Durante décadas hemos acumulado programas, decretos, diagnósticos, reorganizaciones institucionales y equipamiento supuestamente actualizado. Pero una sociedad no se transforma solamente cambiando estructuras administrativas y proponiendo sistemas integrados.
Se transforma formando hábitos mentales.
Educar no consiste únicamente en transmitir contenidos útiles al mercado laboral. Consiste en formar personas capaces de comprender la realidad, interpretar problemas complejos y actuar con criterio y sentido existencial y social.
Por eso la defensa de las humanidades no es un lujo cultural. Es una necesidad política y civilizatoria.
La literatura, la filosofía y la historia enseñan a comprender la condición humana. Las matemáticas enseñan rigor, orden y disciplina intelectual. Ambas resultan indispensables para cualquier sociedad que aspire a gobernarse racionalmente.
La IA vuelve todavía más urgente esta discusión.
Mientras más tareas cognoscitivas deleguemos a las máquinas, más importante será fortalecer aquello que no puede automatizarse completamente: el juicio crítico, la reflexión ética, la imaginación histórica y la capacidad de comprender el sentido de nuestras decisiones.
La técnica responde eficientemente al "cómo". Las humanidades siguen preguntando "por qué". Y las matemáticas obligan a demostrar si aquello que afirmamos tiene coherencia.
Sin esas tres dimensiones, el desarrollo tecnológico corre el riesgo de producir sociedades cada vez más eficientes y cada vez menos conscientes.
En República Dominicana, recuperar el hábito de la lectura y fortalecer el pensamiento matemático debería convertirse en una prioridad nacional. No únicamente para mejorar indicadores académicos, sino para reconstruir la capacidad intelectual del país.
Porque toda civilización termina pareciéndose al tipo de pensamiento que cultiva. Y una sociedad que deja de leer y de razonar rigurosamente comienza también a perder su capacidad de comprenderse, corregirse y proyectarse hacia el futuro.
Quizás ahí resida nuestro verdadero desafío educativo: no solo enseñar más cosas, de forma más pedagógica y sistemática, sino volver a enseñar a imaginar y pensar.
Por eso, creer que una ley, un decreto o una reorganización administrativa bastarán para corregir por sí solos el déficit pedagógico dominicano equivale a confundir educación con burocracia.
Ningún sistema educativo se transforma únicamente desde normas, organigramas o discursos oficiales si la sociedad continúa debilitando los hábitos intelectuales que sostienen toda cultura seria del conocimiento.

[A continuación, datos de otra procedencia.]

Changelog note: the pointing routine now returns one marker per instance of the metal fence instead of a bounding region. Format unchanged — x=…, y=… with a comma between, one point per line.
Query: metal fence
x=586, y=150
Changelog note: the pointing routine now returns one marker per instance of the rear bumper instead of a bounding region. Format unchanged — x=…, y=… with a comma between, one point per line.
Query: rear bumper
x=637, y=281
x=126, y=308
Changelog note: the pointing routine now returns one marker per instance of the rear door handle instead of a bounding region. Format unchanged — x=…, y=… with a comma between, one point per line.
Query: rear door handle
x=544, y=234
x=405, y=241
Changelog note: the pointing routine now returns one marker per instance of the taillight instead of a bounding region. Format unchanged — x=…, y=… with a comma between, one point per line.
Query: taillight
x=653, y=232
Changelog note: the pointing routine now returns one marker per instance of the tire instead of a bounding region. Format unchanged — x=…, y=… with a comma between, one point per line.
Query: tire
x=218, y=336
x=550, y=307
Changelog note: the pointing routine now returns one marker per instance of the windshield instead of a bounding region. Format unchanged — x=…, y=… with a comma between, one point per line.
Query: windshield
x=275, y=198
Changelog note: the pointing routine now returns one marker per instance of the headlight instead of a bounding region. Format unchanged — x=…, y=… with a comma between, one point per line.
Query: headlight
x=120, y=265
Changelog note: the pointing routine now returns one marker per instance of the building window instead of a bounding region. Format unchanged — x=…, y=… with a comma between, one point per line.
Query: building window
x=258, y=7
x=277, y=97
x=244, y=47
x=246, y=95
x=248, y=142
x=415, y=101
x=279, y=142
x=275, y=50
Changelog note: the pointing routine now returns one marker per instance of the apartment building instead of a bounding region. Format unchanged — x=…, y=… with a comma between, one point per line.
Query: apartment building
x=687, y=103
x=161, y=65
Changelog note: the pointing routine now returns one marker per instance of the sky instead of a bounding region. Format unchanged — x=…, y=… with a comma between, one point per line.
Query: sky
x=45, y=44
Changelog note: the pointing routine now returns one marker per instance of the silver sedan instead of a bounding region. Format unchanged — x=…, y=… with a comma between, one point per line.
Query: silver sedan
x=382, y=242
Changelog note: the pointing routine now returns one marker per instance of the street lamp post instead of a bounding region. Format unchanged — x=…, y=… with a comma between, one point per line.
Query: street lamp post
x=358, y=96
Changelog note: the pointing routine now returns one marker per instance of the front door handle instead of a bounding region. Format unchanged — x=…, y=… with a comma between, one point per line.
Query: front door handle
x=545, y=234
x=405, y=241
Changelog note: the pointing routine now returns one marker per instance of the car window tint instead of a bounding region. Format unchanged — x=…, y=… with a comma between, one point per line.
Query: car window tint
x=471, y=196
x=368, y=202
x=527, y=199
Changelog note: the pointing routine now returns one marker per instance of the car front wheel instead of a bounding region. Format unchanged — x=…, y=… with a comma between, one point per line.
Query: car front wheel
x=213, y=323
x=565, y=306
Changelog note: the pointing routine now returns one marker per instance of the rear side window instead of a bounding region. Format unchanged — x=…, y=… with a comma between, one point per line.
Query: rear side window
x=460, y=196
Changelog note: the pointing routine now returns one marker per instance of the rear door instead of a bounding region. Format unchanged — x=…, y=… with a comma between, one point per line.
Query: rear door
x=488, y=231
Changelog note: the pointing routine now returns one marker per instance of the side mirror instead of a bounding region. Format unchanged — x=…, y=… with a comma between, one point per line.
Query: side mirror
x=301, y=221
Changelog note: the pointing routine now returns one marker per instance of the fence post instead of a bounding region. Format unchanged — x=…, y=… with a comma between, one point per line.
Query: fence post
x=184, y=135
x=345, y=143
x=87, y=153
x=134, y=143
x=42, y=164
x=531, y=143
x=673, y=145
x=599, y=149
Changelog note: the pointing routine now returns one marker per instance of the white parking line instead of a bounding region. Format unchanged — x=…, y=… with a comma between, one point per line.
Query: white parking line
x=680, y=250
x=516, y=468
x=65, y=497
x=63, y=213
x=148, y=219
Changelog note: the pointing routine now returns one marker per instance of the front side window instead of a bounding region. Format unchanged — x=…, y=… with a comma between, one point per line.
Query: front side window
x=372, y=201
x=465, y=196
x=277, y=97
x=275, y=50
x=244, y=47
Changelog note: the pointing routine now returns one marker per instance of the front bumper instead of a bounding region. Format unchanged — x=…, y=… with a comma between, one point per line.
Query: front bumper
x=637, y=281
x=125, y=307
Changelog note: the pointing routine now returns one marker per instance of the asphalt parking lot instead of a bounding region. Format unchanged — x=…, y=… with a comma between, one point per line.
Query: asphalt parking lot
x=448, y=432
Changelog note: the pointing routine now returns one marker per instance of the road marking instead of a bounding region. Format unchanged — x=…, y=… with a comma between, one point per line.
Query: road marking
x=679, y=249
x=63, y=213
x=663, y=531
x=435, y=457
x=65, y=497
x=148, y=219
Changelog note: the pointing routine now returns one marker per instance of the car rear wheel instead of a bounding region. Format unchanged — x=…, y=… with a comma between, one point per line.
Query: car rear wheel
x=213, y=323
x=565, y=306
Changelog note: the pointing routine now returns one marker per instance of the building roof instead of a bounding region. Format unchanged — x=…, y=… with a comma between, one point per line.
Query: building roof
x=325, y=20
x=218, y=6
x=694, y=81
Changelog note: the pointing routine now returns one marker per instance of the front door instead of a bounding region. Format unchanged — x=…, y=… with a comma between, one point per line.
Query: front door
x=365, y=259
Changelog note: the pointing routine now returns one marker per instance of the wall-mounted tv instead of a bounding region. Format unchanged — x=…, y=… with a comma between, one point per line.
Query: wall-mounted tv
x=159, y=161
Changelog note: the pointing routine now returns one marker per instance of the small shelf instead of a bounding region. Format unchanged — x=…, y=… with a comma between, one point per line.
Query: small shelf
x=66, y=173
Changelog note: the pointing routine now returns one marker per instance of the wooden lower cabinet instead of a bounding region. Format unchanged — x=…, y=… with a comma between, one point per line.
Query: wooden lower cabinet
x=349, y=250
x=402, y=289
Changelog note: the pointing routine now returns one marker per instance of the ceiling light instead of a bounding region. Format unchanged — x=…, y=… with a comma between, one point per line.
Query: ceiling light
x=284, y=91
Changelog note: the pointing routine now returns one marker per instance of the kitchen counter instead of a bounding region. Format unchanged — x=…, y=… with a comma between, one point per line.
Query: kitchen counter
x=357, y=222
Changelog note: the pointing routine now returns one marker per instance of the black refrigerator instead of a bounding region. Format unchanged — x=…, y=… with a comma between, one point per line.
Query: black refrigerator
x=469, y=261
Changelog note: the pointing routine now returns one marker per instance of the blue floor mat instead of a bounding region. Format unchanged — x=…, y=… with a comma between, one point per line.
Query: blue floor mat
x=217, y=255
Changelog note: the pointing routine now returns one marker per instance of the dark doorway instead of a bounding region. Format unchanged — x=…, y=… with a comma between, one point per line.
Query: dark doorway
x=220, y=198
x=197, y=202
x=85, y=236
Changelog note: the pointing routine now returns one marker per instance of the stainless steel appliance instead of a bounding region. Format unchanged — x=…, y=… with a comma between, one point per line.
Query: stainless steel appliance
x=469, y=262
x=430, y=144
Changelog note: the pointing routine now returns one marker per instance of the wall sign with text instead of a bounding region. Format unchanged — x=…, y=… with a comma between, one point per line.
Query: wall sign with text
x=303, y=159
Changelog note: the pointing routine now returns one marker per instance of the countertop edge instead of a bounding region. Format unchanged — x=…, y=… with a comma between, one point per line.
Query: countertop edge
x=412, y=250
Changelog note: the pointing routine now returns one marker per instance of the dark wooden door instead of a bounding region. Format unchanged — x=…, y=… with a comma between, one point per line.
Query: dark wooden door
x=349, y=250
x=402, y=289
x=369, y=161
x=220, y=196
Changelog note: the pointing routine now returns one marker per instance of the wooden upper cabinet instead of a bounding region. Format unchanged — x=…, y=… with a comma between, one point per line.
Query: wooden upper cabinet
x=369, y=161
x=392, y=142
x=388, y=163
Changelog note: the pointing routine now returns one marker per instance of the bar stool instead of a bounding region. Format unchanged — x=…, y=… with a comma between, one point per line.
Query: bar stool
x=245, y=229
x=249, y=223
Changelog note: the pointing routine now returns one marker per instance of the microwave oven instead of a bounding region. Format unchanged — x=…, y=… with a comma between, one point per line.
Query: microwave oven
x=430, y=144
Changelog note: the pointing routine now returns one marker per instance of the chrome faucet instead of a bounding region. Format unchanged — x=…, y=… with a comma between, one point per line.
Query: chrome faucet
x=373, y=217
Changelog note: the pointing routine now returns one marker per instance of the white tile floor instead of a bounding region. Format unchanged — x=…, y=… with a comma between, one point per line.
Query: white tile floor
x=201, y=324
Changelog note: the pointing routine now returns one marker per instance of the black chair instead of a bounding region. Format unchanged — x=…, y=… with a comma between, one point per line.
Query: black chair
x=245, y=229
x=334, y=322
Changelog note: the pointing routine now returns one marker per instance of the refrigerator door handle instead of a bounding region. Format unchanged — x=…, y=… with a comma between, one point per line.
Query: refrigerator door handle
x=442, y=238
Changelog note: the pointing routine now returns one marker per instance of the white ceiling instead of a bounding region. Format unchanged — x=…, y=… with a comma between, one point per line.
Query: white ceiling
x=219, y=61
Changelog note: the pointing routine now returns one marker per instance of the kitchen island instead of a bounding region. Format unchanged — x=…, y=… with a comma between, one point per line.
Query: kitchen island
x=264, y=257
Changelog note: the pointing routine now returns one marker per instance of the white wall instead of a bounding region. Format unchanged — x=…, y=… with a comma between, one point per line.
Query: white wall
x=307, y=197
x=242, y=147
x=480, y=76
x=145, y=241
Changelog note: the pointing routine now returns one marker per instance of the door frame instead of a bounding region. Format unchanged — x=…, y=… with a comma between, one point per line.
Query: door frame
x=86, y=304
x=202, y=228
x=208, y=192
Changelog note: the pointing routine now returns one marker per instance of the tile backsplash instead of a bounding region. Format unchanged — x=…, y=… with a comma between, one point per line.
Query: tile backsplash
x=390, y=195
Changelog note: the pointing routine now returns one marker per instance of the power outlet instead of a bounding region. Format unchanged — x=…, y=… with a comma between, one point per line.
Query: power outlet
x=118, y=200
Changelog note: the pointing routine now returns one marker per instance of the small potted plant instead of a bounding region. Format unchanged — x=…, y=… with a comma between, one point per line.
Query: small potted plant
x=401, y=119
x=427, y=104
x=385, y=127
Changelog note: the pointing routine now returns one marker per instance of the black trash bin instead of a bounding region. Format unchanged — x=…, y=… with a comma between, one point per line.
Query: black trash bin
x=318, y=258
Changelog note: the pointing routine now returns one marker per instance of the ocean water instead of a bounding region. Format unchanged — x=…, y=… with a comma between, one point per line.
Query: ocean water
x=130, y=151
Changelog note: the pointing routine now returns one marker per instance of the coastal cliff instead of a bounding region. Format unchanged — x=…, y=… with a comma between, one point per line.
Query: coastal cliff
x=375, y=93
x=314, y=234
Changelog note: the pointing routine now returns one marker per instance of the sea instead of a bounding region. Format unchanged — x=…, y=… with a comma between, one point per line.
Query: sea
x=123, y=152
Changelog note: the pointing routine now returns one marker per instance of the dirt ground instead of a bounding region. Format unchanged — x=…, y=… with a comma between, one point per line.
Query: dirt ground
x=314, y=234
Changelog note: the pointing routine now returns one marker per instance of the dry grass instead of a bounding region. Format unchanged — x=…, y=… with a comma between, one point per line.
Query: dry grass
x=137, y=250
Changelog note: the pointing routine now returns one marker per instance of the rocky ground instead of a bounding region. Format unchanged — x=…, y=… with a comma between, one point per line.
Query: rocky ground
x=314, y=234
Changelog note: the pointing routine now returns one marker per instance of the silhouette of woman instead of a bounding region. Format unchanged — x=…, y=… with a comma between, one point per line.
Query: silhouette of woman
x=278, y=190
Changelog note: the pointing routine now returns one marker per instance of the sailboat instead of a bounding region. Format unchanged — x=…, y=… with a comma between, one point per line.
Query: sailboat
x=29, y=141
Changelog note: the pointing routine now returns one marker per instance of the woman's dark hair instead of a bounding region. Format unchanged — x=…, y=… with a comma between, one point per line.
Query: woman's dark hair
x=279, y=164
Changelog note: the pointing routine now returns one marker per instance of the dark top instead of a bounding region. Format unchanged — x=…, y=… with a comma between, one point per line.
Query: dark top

Las grandes transformaciones educativas no nacen de decretos. Nacen de una sociedad que aprende a valorar la lectura, el razonamiento, el estudio y la disciplina del pensamiento. Pensar lo contrario sería tan ilusorio como imaginar que Cervantes habría podido escribir el Quijote desde la fría racionalidad administrativa, despojado de los conflictos humanos, las contradicciones y las tensiones interiores que dieron origen a su obra.
Las verdaderas reformas educativas —como las grandes creaciones culturales— no surgen de la mecánica institucional, sino de una transformación profunda de la conciencia humana y de su razón de ser. En el ámbito del proceso de enseñanza-aprendizaje, por consiguiente, dicha transformación heurística requiere de la mejor capacitación de docentes idóneos para innovar libremente y ser capaces de respetar la diversidad singular de cada sujeto humano en formación.